After Timoney called Safir a “lightweight”
and announced his retirement, Giuliani instructed city lawyers to research
ways to demote him to captain, thus cutting Timoney’s pension.
Only
the intervention of the Patrolmen’s Benevolent Association, conveyed
to Giuliani through his Staten Island political ally Guy Molinari, caused
Rudy to back off.
Adams’ attorney Norman Siegel – who as
head of the New York Civil Liberties Union had represented the Latino
Officers’ Association in their free speech suit against Safir –
called Kelly’s move against Adams “thin-skinned managerial
decision-making,” and said he hoped Kelly had acted without the
knowledge of Mayor Bloomberg.
“Why now?” said Siegel, explaining that
Adams had filed for retirement last Wednesday, that the department filed
charges against him on Thursday and that his trial is set to begin tomorrow.

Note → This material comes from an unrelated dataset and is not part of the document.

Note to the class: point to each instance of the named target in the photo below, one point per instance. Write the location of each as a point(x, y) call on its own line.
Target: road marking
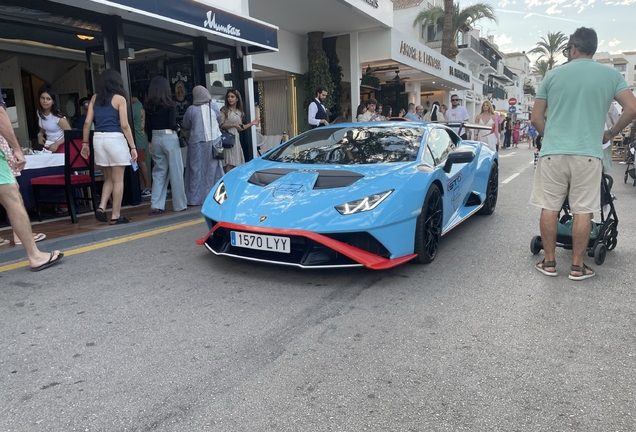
point(509, 179)
point(506, 155)
point(109, 243)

“This is another case of Kelly leading the mayor,”
Siegel added. “The issue of whether the mayor delayed the announcement
of the subway threat for political reasons was behind him. Why bring it
up now?”
No comment from Kelly’s spokesman Paul Browne.
The Disappearing Detail.
The sole female in Kelly’s detective detail has joined
the security staff at Columbia University. Deidre Fuchs bailed out of
the police commissioner’s detail in November, and not because she
didn’t want to work.
Her departure, in what was once considered the most
prestigious detail in the department, brings the number of officers who
have left it since Kelly returned as commissioner in 2002 to 16.
At Columbia, Fuchs will work under former NYPD Chief
Jim McShane, who is a vice president and Columbia’s Director of
Security. McShane also worked for Kelly. Back in the day when Kelly was
first deputy, McShane and a half-dozen others who worked for him were
so close to Kelly – or so they thought – that they all wore
t-shirts with the inscription “Kelly’s heroes.”
When McShane left the department a couple of years
ago, Kelly attended his retirement dinner in the Bronx, for about 30 seconds.